20 For ye are bought with a price: therefore glorify God in your body, and in your spirit, which are God's
Those of you who have read Tom Brown's Schooldays (1861) about Rugby School might remember the emphasis the author Thomas Hughes (a former pupil) put upon physical education, which became de rigeur in all English public (private!) schools after publication of that novel. In TBS the essence of muscular Christianity is spelled out thus:
'It is a good thing to have strong and well exercised bodies …. The least of the muscular Christians has hold of the old chivalrous and Christian belief, that a man’s body is given him to be trained and brought into subjection, and then used for the protection of the weak, the advancement of all righteous causes, and the subduing of the earth which God has given to the children of men.'
(Muscular Christianity became even more popular in America whenTheodore Roosevelt recommended that TBS should be read by every American because of its endorsement of MC.)
Another interesting fact is that Thomas Hughes and other founders of MC also became known as Christian Socialists because of their attempts to improve the lot of the working poor by encouraging them to take up exercise and other outdoor pursuits, founding boys' clubs etc.
In addition to MC being taught in schools a 'craze' for physical exercise took place among the general population, public and home gymnasia became fashionable (as with John Yule) and outdoor pursuits of all kinds were practiced in the new public parks instituted by philanthropic Victorians (like John Yule).
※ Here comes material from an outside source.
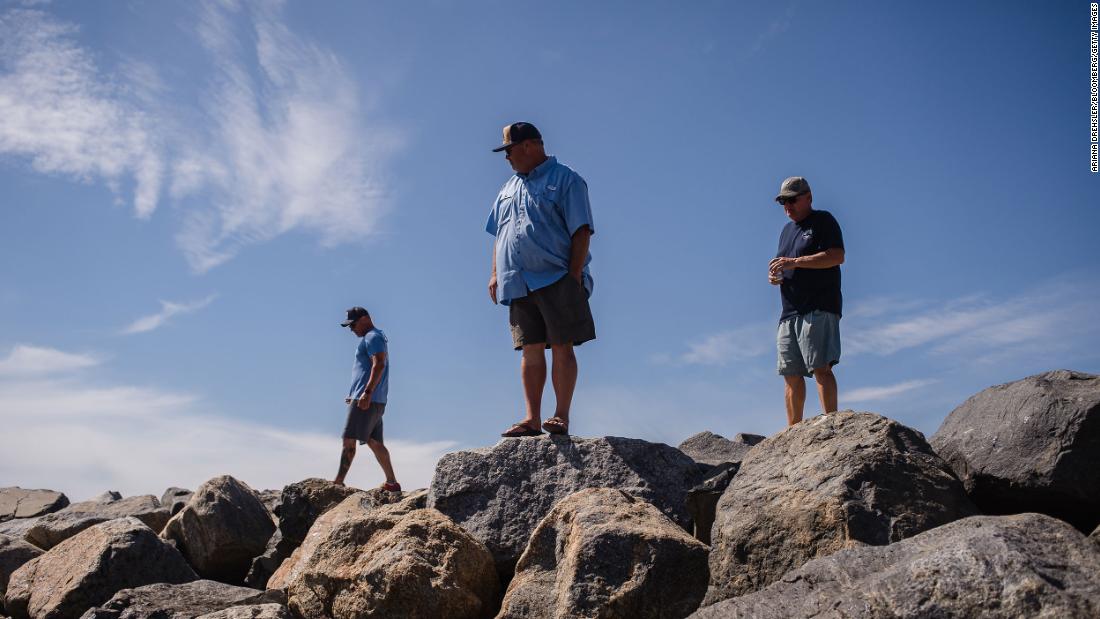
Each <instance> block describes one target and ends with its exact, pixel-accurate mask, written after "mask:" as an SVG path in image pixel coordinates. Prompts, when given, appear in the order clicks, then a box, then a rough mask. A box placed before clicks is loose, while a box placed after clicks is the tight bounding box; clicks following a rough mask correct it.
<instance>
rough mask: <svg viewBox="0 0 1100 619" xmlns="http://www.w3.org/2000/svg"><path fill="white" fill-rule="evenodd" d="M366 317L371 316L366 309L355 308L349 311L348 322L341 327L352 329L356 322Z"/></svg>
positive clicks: (357, 306)
mask: <svg viewBox="0 0 1100 619" xmlns="http://www.w3.org/2000/svg"><path fill="white" fill-rule="evenodd" d="M364 316H371V313H370V312H367V311H366V310H365V309H363V308H361V307H359V306H355V307H353V308H351V309H349V310H348V320H345V321H343V322H341V323H340V327H351V325H352V324H355V321H356V320H359V319H361V318H363V317H364Z"/></svg>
This same craze later encouraged the spread of cycling which was enthusiastically taken up by Christian women in their 'bloomers' (a la the American Amelia Bloomer) Those of you who go to gymnasia or jog in parks today are keeping up the traditions started by muscular christians!
Later MC became linked to the American Eugenics Movement and the drive to create a healthy nation by encouraging fit people to breed and unfit ones to be sterilised. However, after Hitler took on board some the ideas of the American Eugenics Movement and encouraged boys in the Hitler Youth Movement to have 'strong and well exercised bodies' for the glory of the Third Reich, not God, Muscular Christianity became less popular. The physical education ideals are still practised at our public (private! ) schools but without emphasis on either Christianity or nationhood. This may well be the same in American high schools for the same reasons.
Brief outline of The Oxford Movement:
http://www.britannica.com/EBchecked/t...
Something (little known) on the American Eugenics Movement :
http://historynewsnetwork.org/article...


I told you she would tell you!

I should have mentioned that Muscular Christians in America identified a 'woman peril' threatening the church when women began to dominate the pews. They called for an end to sentimental hymns and 'sickly sweet' images of Jesus and argued that 'real men' would avoid church until 'feminised' Protestantism (feminised by the Oxford Movement's catholicism) gave way to muscular christianity - a 'strenuous religion for a strenuous life'. A Men and Religion Forward Movement aimed to fill pews with men and churches started organised camping trips for boys.The YMCA spearheaded the provision of public playgrounds for the playing their newly invented game of basketball around this time. We got the YMCA but not the basketball as rugby and football were thought more strenuous and cricket more uplifting:).
This a fascinating period of Victorian history because the religious schism caused by the English Oxford Movement subtly affected many aspects of life on both sides of the Atlantic.


http://atheism.about.com/od/religious...
I'm away til the 20th but will chip in when I can.